新馬戦を7馬身差で逃げ切ったサイレンススズカは、デビュー2戦目のこのレースでも2番人気に推されました。しかし・・・まさかの大出遅れ。中山競馬場は悲鳴が飛び交っていました。スピードがあるおかげですぐに馬群に取りついたのですが、結果は8着。
能力はあるのに、幼さゆえの危うさ。まさにシュトラウスのことではないでしょうか。
このあと、サイレンススズカは抑える競馬を覚えさせてプリンシパルステークス1着。ダービーの優先出走権をとったのですが、同じように抑える競馬で臨んだダービーではサニーブライアンの逃げ切り勝ちを前に9着に沈みました。
そのあとは、この馬の天性の逃げ脚を生かす競馬で2,000m前後の中距離を勝ちまくる結果を出しています。
サイレンススズカのレースで気になるのは4歳(満3歳)時のマイルチャンピオンシップで15着と惨敗したこと。
同世代のキョウエイマーチが悠々と逃げる中、サイレンススズカは早々にバテてしまっています。シュトラウスもスピードがあるので逃げることはできるのですが、マイルを逃げ切るほどのスピードの持続力はない可能性があります。実際、シュトラウスが9馬身差で逃げ切った新馬戦は1,800mですし、貫録勝ちを見せた東スポ杯2歳ステークスも1,800mです。
新馬戦のように中距離を逃げ切るレースがシュトラウスにはベストの形かもしれません。
- シュトラウスがサイレンススズカだったら・・・
- ・3歳終わりから精神面の成長がみられるかも
・抑える競馬を試してみた上で、最終的には逃げ馬として覚醒するかも
・2,000m前後が適性距離かも(マイル以下は苦手かも)
シュトラウスはオルフェーヴルなのか
続いて「気性難の貴公子」(私が勝手に言っているだけです。
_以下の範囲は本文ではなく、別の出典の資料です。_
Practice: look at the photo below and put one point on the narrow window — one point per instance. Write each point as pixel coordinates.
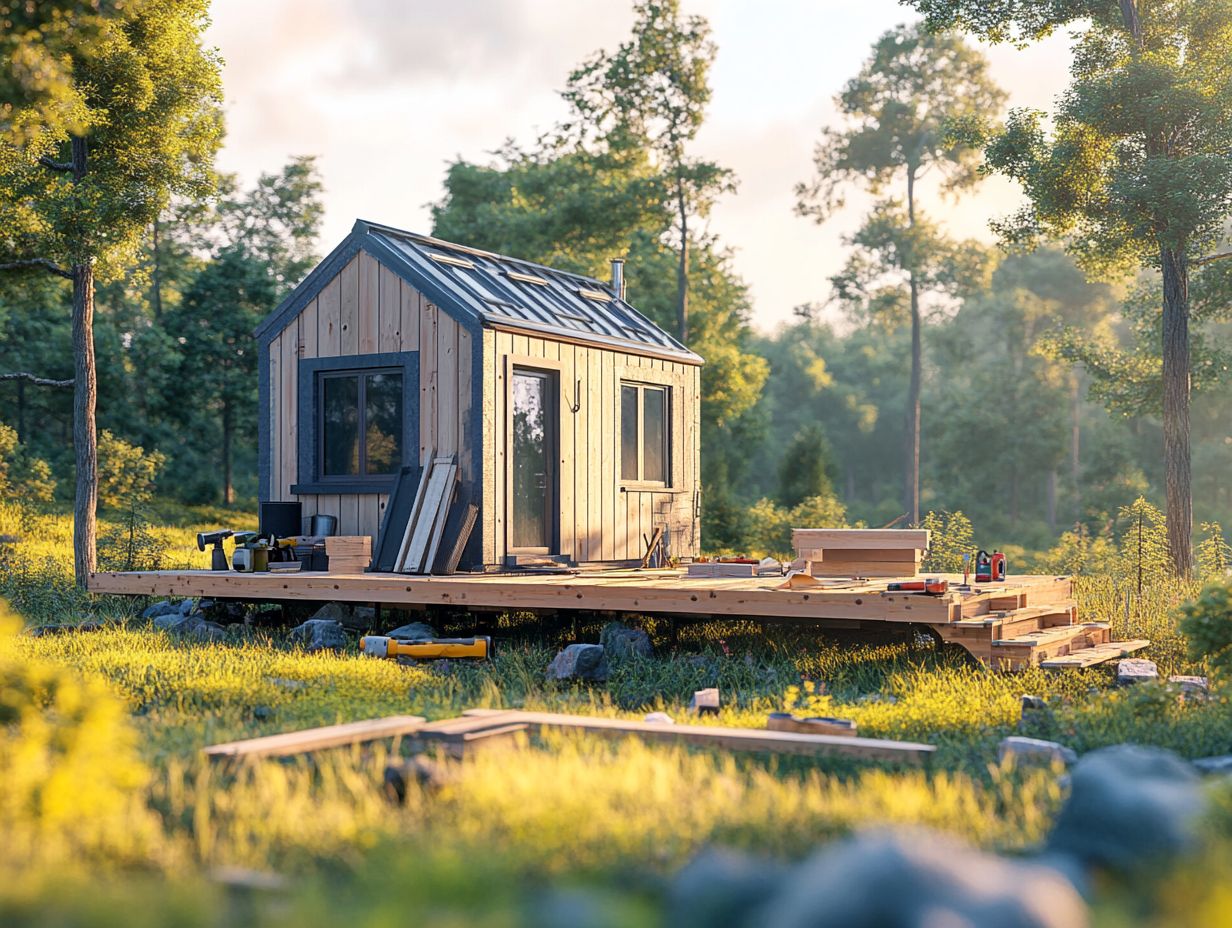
(644, 440)
(361, 423)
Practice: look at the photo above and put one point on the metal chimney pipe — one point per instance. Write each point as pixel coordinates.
(619, 277)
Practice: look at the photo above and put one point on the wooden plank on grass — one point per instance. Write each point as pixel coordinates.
(757, 740)
(330, 736)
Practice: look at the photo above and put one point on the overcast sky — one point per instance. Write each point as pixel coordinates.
(387, 93)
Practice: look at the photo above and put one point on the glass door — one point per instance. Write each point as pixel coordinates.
(532, 461)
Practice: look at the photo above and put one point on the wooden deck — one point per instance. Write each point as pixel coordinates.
(1028, 620)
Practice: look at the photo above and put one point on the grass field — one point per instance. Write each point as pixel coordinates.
(111, 816)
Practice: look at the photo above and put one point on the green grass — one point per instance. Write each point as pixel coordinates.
(122, 712)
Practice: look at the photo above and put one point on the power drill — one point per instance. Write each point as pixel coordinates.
(218, 557)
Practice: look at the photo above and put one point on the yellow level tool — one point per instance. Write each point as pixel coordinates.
(477, 648)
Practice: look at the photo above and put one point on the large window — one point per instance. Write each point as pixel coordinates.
(644, 433)
(360, 425)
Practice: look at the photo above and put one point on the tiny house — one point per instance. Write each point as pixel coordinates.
(574, 419)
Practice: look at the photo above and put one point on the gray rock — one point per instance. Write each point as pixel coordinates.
(413, 630)
(200, 630)
(1214, 765)
(424, 772)
(333, 613)
(1198, 688)
(1129, 806)
(1136, 671)
(575, 907)
(906, 879)
(721, 889)
(705, 701)
(155, 609)
(622, 642)
(1034, 751)
(579, 662)
(319, 635)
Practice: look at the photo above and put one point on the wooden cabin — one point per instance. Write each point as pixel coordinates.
(573, 417)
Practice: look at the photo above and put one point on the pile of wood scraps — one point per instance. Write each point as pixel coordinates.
(478, 726)
(859, 552)
(349, 553)
(426, 533)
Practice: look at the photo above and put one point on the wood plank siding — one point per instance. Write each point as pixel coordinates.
(367, 308)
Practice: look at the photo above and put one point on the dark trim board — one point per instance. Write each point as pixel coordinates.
(263, 420)
(307, 480)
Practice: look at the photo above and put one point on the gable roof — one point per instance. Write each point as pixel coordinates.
(488, 290)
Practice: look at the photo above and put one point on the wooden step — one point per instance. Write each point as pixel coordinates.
(1092, 656)
(1030, 650)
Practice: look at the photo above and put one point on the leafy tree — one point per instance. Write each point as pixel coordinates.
(1131, 168)
(652, 91)
(898, 107)
(261, 245)
(75, 194)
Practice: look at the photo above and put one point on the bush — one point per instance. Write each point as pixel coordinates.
(20, 472)
(1206, 624)
(951, 536)
(126, 472)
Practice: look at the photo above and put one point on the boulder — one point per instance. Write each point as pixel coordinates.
(1214, 765)
(155, 609)
(622, 642)
(319, 635)
(1198, 688)
(579, 662)
(1129, 807)
(721, 889)
(413, 630)
(197, 629)
(1135, 669)
(909, 878)
(333, 613)
(1034, 751)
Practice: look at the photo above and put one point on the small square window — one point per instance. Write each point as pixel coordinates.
(644, 434)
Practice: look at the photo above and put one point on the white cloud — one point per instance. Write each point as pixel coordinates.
(386, 93)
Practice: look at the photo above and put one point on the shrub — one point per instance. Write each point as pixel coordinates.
(126, 472)
(951, 537)
(1206, 624)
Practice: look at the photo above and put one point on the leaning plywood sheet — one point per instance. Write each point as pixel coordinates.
(758, 740)
(330, 736)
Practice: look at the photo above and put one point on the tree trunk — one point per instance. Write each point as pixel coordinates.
(912, 444)
(85, 398)
(683, 266)
(1174, 265)
(85, 441)
(228, 434)
(155, 277)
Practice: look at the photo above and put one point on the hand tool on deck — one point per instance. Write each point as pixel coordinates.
(989, 568)
(217, 557)
(932, 586)
(477, 648)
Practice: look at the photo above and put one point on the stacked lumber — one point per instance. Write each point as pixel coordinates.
(349, 553)
(860, 552)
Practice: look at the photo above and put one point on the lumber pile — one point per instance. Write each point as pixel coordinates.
(349, 553)
(860, 552)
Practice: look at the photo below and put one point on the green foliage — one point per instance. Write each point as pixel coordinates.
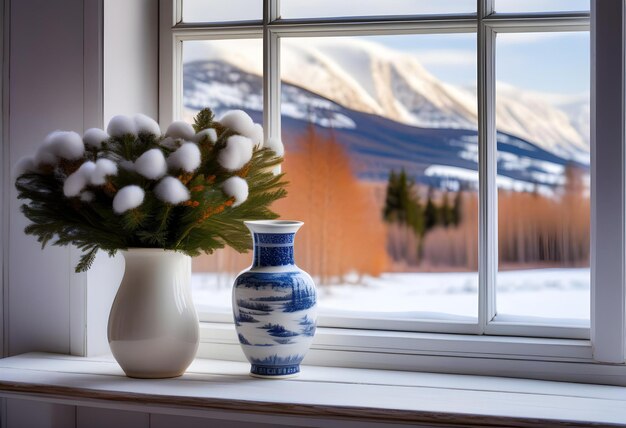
(204, 223)
(402, 204)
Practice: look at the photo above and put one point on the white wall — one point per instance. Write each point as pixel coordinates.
(57, 80)
(45, 93)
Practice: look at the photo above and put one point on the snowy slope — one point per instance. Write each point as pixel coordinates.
(443, 157)
(371, 78)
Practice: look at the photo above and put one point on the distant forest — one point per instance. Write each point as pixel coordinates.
(367, 228)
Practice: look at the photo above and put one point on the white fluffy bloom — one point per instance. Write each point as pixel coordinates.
(276, 145)
(24, 165)
(60, 144)
(171, 190)
(209, 133)
(147, 125)
(187, 158)
(43, 157)
(87, 196)
(127, 165)
(237, 188)
(76, 182)
(236, 154)
(151, 164)
(94, 137)
(104, 168)
(127, 198)
(170, 143)
(121, 125)
(257, 135)
(238, 121)
(180, 129)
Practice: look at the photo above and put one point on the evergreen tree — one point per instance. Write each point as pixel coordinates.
(431, 213)
(457, 208)
(446, 214)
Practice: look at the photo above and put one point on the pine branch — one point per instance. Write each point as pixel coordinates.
(206, 222)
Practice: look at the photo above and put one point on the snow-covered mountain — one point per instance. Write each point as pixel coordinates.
(437, 156)
(371, 78)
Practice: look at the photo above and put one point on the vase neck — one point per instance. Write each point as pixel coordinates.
(273, 249)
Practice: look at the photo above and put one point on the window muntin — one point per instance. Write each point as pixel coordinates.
(222, 11)
(347, 8)
(535, 6)
(487, 323)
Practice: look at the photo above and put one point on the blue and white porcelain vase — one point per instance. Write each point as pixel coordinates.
(274, 302)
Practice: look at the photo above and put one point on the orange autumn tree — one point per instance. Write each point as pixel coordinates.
(343, 232)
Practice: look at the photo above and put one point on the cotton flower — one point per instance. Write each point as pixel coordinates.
(60, 144)
(236, 154)
(127, 198)
(94, 137)
(87, 196)
(237, 188)
(43, 157)
(206, 133)
(187, 158)
(146, 125)
(24, 165)
(127, 165)
(76, 182)
(180, 129)
(257, 135)
(171, 190)
(238, 121)
(170, 143)
(276, 145)
(151, 164)
(104, 168)
(121, 125)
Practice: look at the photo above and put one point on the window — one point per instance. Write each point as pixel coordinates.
(481, 118)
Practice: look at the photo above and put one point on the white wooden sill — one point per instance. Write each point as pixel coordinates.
(318, 394)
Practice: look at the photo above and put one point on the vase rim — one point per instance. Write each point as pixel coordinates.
(273, 226)
(150, 251)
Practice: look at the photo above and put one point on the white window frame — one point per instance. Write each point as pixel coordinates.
(493, 345)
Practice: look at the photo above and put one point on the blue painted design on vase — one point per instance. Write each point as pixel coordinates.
(274, 303)
(274, 238)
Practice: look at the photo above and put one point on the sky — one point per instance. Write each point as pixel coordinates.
(218, 10)
(549, 63)
(556, 63)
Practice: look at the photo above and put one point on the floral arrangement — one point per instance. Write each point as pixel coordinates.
(129, 186)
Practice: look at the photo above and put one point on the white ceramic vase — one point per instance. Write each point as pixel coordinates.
(153, 325)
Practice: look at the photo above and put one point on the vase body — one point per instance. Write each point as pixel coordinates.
(153, 325)
(274, 303)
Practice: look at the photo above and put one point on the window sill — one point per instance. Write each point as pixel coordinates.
(211, 386)
(568, 360)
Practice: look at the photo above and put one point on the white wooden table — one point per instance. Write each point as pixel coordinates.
(320, 396)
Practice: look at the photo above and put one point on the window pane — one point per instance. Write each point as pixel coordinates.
(381, 156)
(221, 11)
(514, 6)
(348, 8)
(542, 115)
(222, 75)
ファンの皆さん、ごめんなさい)、3冠馬オルフェーヴルです。
ご存じのとおり、オルフェーヴルは3冠を達成した菊花賞のゴール後に鞍上の池添騎手を振り落としたり、その翌年の阪神大賞典で2週目の3コーナーを逸走して競走中止・・・したかと思いきや再びレースに復帰して2着に入るなど、その荒くれぶりと想像を超える強さでファンが多かった馬です。
私がシュトラウスとオルフェーヴルを重ね合わせた理由は、気性難の裏側にある闘争心の強さに注目をしたからです。
常に口を割って騎手が馬を抑えるのに苦労しているところはそっくりです。
オルフェーヴルが初めてメンコ(覆面)を装着した天皇賞(春)で11着に惨敗したように、余計なことをして闘争心を邪魔してしまうと途端に走らなくなる可能性をシュトラウスにも感じています。朝日杯FSのレース後に鞍上のマーカンド騎手が次のようなコメントをしていたのが気になります。
出負けはあったけど引っかかったわけではなく、道中リラックスしていました。
朝日杯FSレース後のトム・マーカンド騎手のコメントより
何が原因かはわかりませんが、マーカンド騎手のコメントが本当だとするとシュトラウスは闘争心がオフの状態で朝日杯JFを走っていたのかもしれません。シュトラウスは騎手と戦っている状態(口を割っている状態)のほうが走る可能性も考えられます。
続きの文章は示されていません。